Ehud Olmert is that man. His Kadima Party, created by recently incapacitated former Prime Minister Ariel Sharon, plans "disengagement" at all costs. Kadima won 28 out of 120 seats in the Israeli Parliament (Knesset).
The appeasement-minded Labor Party finished second in the Israeli elections, garnering 20 seats in Knesset. Center-right Likud, Ariel Sharon's old party before Sharon left to form Kadima, won only 11 seats. The rest of the seats in the Knesset are divided among a hodgepodge of smaller parties with whom Olmert will attempt to create a coalition government.
Why do Israelis continue to sanction inaction and concession in the face of evil? They have no control. In these most perilous of times for the Jewish state, only 63.2 percent of voters turned out for the election; apathy reigns in a place where politicians routinely ignore the wishes of their constituents in favor of government patronage. Over the course of four decades, regardless of the identity of the Prime Minister, Israel has continuously conceded to the wishes of those who would destroy it.
There is a reason for such continuity of inane policy over time: Israel's system of government is deeply flawed. The coalition government system means that only the most middle-of-the-road policies are pursued, even in the face of terrorism. The system means that the clearest of popular mandates still leaves political actors with their hands tied -- no political party has ever won a clear majority in the Knesset. When political actors attempt to take hard-line stands, their coalitions fall apart. Aside from Likud Prime Minister Yitzhak Shamir (1986-1992), no Israeli Prime Minister of the last twenty-plus years has served a full term, and even Shamir was forced to reshuffle his coalition government mid-term. Instability in governance breeds unprincipled leadership. In order to get anything done, leaders must have power; in order to maintain power in Israel, leaders must get nothing done.
This basic problem in governmental structure is amplified by Israel's "list" system for parties. Parties internally create ranked lists of members who will serve in the Knesset based on how many seats the party gets. For example, if Likud ranks Natan Sharansky 11th, and Likud wins 10 seats, Sharansky is out of the Knesset. The list system means that only those party members who can garner the support of the party leadership will ever win seats within the Knesset; if those who oppose the party leadership want to gain power, they usually start their own parties. Starting an independent party is not difficult, either, since a party may sit in the Knesset by winning only two percent of the vote. And so parties proliferate, destabilizing coalitions and broadening policy.

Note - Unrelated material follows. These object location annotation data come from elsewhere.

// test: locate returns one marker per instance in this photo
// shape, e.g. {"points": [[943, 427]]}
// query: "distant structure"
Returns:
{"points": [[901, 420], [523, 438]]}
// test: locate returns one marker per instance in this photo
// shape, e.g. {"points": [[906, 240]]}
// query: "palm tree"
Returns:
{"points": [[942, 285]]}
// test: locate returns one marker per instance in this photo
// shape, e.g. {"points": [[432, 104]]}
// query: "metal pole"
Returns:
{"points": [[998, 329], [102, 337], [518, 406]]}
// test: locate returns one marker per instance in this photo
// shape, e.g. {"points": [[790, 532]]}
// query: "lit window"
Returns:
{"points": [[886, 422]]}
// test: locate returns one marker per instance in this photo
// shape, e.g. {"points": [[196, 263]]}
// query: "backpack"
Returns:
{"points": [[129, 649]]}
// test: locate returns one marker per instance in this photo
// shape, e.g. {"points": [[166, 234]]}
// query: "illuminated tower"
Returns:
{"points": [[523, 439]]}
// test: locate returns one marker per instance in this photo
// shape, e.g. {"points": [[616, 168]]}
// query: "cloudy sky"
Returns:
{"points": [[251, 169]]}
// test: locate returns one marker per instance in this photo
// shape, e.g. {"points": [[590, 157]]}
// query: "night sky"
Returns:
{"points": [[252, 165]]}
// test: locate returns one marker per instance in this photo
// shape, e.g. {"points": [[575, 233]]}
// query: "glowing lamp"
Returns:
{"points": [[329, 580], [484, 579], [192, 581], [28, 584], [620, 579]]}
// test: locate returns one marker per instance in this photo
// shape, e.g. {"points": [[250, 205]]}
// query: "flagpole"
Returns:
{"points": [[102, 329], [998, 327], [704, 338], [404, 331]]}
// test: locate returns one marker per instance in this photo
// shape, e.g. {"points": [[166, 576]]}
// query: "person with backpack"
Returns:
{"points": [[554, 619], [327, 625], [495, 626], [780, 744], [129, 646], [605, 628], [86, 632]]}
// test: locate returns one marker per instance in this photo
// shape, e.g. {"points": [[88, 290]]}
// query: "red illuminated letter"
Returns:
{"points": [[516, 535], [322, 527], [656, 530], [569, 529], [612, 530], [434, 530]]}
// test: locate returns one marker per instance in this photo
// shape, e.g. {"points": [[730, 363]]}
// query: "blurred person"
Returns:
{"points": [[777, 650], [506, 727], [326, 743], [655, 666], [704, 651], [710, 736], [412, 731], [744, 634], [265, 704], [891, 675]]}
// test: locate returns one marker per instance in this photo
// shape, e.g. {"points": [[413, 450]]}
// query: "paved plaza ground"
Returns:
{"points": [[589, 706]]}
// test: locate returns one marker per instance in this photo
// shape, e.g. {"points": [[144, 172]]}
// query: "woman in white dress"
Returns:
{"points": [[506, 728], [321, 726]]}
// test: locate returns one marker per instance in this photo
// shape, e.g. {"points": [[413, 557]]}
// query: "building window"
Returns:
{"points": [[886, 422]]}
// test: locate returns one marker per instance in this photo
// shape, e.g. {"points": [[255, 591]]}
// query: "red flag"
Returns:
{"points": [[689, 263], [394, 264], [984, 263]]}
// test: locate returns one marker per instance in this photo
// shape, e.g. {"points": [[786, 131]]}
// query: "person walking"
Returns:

Ariel Sharon, who campaigned as the ultimate hawk, was directly elected with 62.5 percent of the vote in 2001. To maintain power, Sharon had to form a broad national coalition after his 2001 election, and then call for early elections in 2003 and form a new center-right coalition. Finally, Sharon called for new elections again and created the Kadima Party. Throughout his tenure, Sharon never governed as he had campaigned. Now, his successor will attempt to follow in his footsteps. Within three years, his government, too, will collapse. The cycle will continue. And Israelis will continue to suffer, no matter how they vote.